Table 3. Classification accuracies of the tested machine learning algorithms subject to all classes and base class
Full size table

3.4 Results

We used 10-fold cross-validation approach to measure accuracy. However, as our dataset is imbalanced in terms of the number of samples in each class, we adopted Stratified K-Folds method through the evaluation process. Stratified K-Folds validator splits the data into train and test sets by preserving the percentage of the samples for each class. Table 3 shows general classification accuracy and average recall, precision and F1-score for the tested machine learning algorithm. According to our evaluation, meta-classifier Random Forest outperforms the other two classifiers and achieves the highest accuracy with 84%. We also consider a base class that is constituted by trojan, riskware and adware targeting Android OS. This base class is primarily the largest set of variants that need to be identified at day-0. The classification accuracy of Random Forest applied to the base class is reached at 92%. The accuracy of the classifier at recognising instances of different classes is illustrated with the confusion matrix as plotted in Fig. 2. The confusion matrix compares the number of correct and incorrect predictions of the classifier with respect to the ground truth (actual classes). From confusion matrix, it can be seen that the model is successful in determining the majority of the malware families. However, one can remark that, android.exploit.psn (numbered as 10 for the sake of appearance) family was always wrongly classified as trojan.java.smssend (numbered as 19). Another remark is that due to the usage of imbalanced dataset, the classifier tends to classified malware samples into android.adware.dowgin and trojan.java.smssend families, which are the first two classes that contain the most members in our dataset. Figure 3 shows the class-wise classification accuracy for the base classes, and the model is capable of predicting each base class with high accuracy.

Fig. 2.
figure 2

Normalized confusion matrix for all classes

Full size image
Fig. 3.
figure 3

Normalized confusion matrix for base classes

Full size image

4 Conclusions

In this paper, we propose a novel classification method for Android malware samples according to their static and dynamic features (i.e., hybrid features). The proposed framework executes the given samples in a virtualized environment and extracts its activities such as API calls, network connections, and so on.

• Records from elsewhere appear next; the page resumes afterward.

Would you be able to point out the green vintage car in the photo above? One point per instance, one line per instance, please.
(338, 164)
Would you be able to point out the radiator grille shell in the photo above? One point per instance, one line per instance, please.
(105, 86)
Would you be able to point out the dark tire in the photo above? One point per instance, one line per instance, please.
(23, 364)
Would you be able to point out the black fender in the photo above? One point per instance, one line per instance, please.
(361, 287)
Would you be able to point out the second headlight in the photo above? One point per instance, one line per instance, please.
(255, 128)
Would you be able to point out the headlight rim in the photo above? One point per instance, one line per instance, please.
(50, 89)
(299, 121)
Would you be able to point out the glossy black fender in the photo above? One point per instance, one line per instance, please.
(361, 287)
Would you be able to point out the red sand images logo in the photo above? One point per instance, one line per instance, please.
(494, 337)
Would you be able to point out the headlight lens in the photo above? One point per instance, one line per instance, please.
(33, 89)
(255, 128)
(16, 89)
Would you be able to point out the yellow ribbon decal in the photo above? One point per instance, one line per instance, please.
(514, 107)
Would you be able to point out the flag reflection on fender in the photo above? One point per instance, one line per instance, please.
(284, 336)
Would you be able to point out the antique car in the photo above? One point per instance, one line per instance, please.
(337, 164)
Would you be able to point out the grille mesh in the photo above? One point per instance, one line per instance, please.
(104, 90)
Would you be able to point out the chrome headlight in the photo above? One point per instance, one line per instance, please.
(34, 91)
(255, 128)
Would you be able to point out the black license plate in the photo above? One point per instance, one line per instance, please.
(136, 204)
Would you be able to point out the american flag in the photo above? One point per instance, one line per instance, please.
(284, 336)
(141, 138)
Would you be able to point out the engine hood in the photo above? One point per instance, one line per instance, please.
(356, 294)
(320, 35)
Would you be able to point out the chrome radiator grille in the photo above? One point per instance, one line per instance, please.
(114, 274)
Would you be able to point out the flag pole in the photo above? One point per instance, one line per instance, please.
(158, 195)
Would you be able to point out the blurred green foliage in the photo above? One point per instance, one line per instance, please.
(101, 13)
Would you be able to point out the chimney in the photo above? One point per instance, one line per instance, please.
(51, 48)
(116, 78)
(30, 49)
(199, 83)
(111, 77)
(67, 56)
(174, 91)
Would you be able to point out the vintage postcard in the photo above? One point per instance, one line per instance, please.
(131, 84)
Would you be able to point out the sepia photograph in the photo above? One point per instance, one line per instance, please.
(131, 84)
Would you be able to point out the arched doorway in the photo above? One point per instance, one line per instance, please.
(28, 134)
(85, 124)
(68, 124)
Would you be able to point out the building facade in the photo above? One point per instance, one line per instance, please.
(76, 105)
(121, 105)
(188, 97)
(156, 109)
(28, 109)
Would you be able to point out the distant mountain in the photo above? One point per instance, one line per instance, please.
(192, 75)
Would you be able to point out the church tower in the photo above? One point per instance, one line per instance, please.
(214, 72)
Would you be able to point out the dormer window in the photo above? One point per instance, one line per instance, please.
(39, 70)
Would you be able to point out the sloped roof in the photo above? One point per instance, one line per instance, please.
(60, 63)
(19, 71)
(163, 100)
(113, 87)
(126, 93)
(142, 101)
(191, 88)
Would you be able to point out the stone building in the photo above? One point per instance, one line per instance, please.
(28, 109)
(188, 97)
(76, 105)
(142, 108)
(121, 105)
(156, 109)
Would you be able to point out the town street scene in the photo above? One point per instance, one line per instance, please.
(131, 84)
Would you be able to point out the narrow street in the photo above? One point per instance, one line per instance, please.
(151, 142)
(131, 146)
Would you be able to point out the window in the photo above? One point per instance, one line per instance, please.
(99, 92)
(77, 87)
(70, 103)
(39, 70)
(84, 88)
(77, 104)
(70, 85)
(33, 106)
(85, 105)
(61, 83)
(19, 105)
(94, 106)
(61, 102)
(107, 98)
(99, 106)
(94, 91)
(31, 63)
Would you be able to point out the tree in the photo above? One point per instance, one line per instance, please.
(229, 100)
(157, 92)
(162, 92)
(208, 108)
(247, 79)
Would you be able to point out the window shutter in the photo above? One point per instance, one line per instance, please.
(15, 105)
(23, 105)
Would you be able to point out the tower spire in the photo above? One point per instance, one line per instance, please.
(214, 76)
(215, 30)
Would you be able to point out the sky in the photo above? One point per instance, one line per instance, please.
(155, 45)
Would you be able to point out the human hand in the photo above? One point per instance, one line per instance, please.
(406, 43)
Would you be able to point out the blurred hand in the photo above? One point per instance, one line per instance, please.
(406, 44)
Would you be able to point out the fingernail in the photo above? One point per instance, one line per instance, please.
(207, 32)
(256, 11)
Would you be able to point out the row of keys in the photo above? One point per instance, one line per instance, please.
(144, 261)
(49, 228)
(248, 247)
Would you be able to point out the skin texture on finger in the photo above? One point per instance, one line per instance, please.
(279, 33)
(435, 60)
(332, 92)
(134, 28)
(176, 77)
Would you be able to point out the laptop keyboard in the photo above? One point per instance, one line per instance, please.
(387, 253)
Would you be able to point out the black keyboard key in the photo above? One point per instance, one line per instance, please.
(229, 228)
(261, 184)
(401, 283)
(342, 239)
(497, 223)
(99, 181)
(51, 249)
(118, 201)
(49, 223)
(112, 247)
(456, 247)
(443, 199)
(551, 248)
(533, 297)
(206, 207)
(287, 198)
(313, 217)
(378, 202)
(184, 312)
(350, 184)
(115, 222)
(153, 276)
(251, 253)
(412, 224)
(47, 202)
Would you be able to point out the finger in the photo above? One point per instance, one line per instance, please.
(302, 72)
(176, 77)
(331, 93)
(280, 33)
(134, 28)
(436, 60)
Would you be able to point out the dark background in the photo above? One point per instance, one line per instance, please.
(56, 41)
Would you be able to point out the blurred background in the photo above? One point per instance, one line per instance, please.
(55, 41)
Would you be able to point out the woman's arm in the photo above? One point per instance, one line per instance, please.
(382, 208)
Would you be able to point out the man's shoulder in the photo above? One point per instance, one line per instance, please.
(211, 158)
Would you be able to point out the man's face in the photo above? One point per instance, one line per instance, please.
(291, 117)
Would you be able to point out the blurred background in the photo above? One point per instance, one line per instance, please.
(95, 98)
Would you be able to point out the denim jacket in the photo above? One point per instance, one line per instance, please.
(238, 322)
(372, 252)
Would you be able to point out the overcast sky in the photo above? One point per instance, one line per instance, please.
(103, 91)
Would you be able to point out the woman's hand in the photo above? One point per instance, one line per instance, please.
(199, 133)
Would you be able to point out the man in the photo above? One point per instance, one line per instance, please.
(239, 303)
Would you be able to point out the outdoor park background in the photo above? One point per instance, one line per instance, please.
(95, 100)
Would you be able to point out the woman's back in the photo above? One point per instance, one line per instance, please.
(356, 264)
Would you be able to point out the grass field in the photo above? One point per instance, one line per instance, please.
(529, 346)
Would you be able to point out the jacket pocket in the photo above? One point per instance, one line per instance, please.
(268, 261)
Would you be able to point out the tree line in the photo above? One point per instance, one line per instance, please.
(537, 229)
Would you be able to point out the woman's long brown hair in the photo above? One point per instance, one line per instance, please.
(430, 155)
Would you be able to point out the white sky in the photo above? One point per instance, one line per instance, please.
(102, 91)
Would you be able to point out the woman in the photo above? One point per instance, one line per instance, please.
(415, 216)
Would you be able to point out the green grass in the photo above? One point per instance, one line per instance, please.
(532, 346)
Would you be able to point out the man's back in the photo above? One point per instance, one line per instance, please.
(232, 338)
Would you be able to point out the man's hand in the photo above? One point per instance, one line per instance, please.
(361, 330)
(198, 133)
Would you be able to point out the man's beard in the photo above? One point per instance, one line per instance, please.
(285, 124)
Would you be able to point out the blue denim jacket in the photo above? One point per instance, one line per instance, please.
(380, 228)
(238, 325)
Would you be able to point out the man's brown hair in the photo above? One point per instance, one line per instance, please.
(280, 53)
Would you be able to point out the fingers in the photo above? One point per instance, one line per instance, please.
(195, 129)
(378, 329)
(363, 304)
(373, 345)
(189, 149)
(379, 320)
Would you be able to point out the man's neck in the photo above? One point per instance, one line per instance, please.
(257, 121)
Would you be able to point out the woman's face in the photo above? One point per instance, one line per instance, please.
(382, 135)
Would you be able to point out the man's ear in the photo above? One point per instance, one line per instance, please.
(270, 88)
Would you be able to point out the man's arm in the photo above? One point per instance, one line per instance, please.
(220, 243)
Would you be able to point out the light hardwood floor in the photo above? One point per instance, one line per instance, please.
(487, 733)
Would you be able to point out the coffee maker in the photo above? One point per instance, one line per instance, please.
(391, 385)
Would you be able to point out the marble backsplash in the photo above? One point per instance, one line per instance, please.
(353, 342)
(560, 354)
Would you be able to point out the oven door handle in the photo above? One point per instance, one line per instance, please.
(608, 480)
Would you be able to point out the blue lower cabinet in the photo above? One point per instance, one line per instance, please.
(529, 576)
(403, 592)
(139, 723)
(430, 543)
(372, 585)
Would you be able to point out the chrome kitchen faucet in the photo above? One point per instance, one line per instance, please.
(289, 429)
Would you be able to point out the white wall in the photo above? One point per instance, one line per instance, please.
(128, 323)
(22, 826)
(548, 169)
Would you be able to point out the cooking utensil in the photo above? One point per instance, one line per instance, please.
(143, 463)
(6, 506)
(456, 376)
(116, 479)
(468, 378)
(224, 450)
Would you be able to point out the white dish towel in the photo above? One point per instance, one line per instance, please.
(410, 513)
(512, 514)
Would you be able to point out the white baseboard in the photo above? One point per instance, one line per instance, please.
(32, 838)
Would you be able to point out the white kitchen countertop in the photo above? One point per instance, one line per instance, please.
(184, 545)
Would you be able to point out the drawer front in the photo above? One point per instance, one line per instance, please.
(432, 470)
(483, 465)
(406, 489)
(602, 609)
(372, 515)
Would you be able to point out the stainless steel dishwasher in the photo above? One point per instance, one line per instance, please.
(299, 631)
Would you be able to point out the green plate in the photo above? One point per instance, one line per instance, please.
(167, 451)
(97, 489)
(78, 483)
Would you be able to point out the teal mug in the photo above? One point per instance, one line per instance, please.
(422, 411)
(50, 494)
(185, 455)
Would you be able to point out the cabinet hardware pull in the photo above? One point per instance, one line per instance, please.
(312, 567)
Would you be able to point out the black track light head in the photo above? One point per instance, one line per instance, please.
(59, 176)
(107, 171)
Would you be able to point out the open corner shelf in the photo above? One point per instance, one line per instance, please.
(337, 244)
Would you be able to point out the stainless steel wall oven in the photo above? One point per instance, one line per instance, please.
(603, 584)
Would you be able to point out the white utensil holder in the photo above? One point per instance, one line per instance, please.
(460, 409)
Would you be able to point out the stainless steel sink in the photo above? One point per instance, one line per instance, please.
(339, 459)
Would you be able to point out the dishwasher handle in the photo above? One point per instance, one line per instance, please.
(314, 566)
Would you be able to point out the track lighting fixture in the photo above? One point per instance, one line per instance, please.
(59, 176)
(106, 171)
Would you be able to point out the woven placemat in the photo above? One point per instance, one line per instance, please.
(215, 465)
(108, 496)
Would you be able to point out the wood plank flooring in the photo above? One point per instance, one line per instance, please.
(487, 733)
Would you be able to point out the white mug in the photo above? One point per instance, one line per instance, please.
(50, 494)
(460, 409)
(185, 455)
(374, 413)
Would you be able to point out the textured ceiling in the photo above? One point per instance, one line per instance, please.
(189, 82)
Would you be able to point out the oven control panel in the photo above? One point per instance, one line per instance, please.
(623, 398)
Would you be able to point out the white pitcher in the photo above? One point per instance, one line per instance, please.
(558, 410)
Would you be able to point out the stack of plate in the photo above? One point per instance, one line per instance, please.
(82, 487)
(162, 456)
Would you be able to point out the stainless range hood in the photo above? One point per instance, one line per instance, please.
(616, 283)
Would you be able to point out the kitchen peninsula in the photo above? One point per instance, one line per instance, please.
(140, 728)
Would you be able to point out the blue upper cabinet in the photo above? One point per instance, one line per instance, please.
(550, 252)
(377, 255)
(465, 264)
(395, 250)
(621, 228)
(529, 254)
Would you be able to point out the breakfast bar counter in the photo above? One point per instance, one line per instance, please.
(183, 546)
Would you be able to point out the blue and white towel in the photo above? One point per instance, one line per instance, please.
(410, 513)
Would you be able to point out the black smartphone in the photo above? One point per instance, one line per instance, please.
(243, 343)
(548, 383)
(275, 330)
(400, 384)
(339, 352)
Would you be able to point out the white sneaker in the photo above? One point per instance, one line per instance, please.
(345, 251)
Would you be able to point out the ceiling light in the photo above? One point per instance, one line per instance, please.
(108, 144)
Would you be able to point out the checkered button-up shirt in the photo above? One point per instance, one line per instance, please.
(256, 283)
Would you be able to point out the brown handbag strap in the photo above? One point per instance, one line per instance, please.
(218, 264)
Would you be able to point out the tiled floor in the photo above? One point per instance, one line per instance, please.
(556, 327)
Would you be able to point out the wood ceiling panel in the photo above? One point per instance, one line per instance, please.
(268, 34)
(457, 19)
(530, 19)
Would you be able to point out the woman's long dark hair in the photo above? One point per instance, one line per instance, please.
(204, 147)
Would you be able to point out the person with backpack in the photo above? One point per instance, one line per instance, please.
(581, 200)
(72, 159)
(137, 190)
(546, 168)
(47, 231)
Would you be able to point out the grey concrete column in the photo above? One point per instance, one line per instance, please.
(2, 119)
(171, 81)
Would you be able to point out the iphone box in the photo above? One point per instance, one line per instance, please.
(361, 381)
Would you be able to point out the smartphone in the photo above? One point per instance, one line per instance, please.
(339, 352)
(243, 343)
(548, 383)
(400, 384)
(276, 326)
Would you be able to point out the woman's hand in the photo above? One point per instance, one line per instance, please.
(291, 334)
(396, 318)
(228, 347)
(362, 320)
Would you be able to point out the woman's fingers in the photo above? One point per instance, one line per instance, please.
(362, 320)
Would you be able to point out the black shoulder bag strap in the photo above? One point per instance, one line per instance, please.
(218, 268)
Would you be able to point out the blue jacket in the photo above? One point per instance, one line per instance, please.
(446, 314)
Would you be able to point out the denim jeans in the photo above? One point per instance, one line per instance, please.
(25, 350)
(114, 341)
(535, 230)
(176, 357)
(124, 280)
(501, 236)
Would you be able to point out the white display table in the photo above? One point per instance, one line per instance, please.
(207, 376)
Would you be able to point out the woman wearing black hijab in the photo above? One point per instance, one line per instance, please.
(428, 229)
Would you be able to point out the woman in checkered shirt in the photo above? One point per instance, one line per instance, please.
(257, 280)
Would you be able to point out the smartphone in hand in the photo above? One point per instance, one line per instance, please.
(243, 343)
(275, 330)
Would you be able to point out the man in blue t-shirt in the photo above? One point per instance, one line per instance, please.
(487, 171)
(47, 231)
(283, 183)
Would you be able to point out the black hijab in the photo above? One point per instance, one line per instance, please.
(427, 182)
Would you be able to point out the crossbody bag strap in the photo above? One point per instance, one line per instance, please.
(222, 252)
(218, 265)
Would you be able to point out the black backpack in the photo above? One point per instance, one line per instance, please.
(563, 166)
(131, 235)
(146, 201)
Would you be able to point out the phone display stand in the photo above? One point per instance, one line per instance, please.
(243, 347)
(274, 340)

Then, that information is further combined with static features particularly with a permission list provided by the application. By applying learning algorithms to the benchmark datasets, the Random Forest algorithm achieved the highest accuracy at 84% while classifying applications into their respective families. Our experiments on real-world Android malware samples verify the contributions of the proposed method at identifying the Android families on a basis of their extracted hybrid features.